OOIDA pushing driver training, FMCSA reform for highway bill items

Updated Apr 4, 2014

driver trainingThe Owner-Operator Independent Drivers Association announced this week the two main items it is pushing Congress to include in its next highway bill: Bolstering training for new drivers and reforming the federal trucking regulatory process. 

The current MAP-21 bill expires Sept. 30, and Congress must pass either an extension of that law or create a new bill to ensure highway and infrastructure funding. 

OOIDA has dubbed its two initiatives Truckers for Safety and Fixing FMCSA. With the former, OOIDA is proposing that the Federal Motor Carrier Safety Administration produce certification requirements for driver trainers and that new drivers be trained by an instructor who meets those requirements. 

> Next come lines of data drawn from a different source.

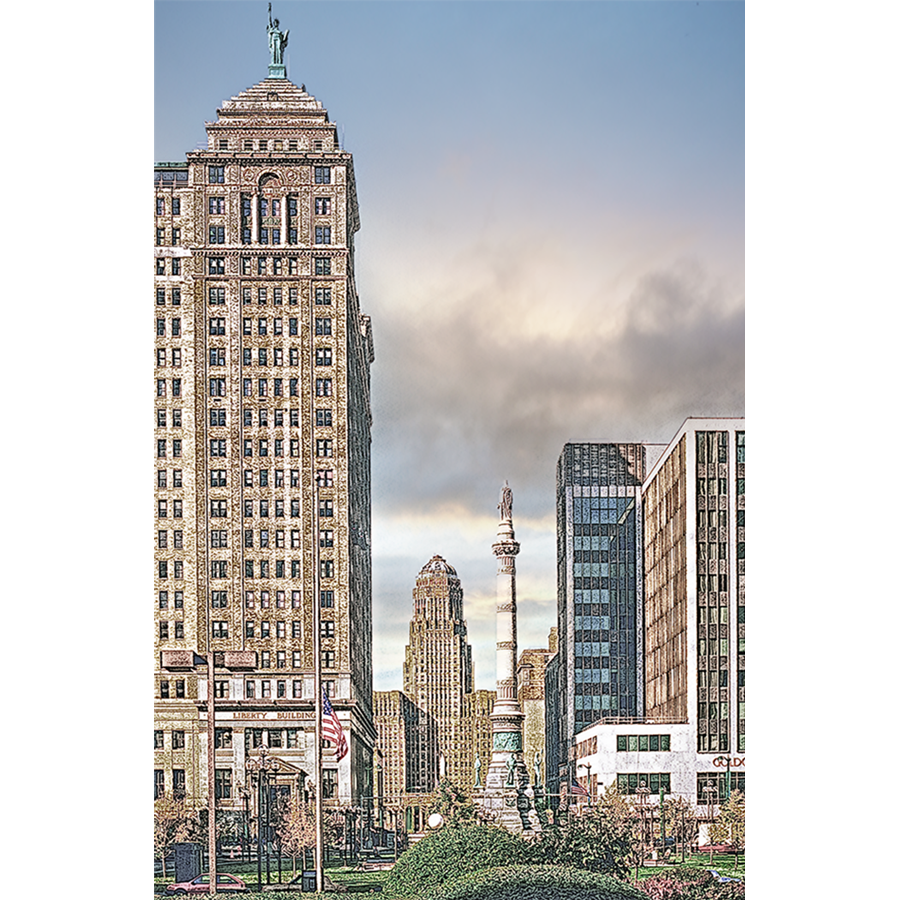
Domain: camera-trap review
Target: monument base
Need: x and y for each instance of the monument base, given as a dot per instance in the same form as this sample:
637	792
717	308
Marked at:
509	805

CDL candidates “will learn the basics of safe tractor-trailer operations, including how to operate the vehicle to maximize fuel efficiency, while also learning firsthand about compliance with the safety regulations, says information from OOIDA’s new truckersforsafety.com website dedicated to the issue. All of this would happen prior to a CDL test. 

OOIDA in its materials derides “CDL mills,” who they say simply train drivers to pass a test, rather than teaching “what [drivers] will need to know as a truck driver.” 

The association, in addition to pushing for inclusion in the highway bill, has also suggested an independent bill that could tackle the issue: The Safe, Mentored and Responsibly Trained Future Truck Drivers Act. 

More information will be posted on its FightingforTruckers.com site next week about its ideas for reforming FMCSA’s rulemaking processes, OOIDA says, but information on the site now says the next highway bill gives Congress the chance to “advance meaningful reforms to ensure that FMCSA conduct more outreach and greater evaluations to ensure they consider the full realities of trucking, especially from small carriers.”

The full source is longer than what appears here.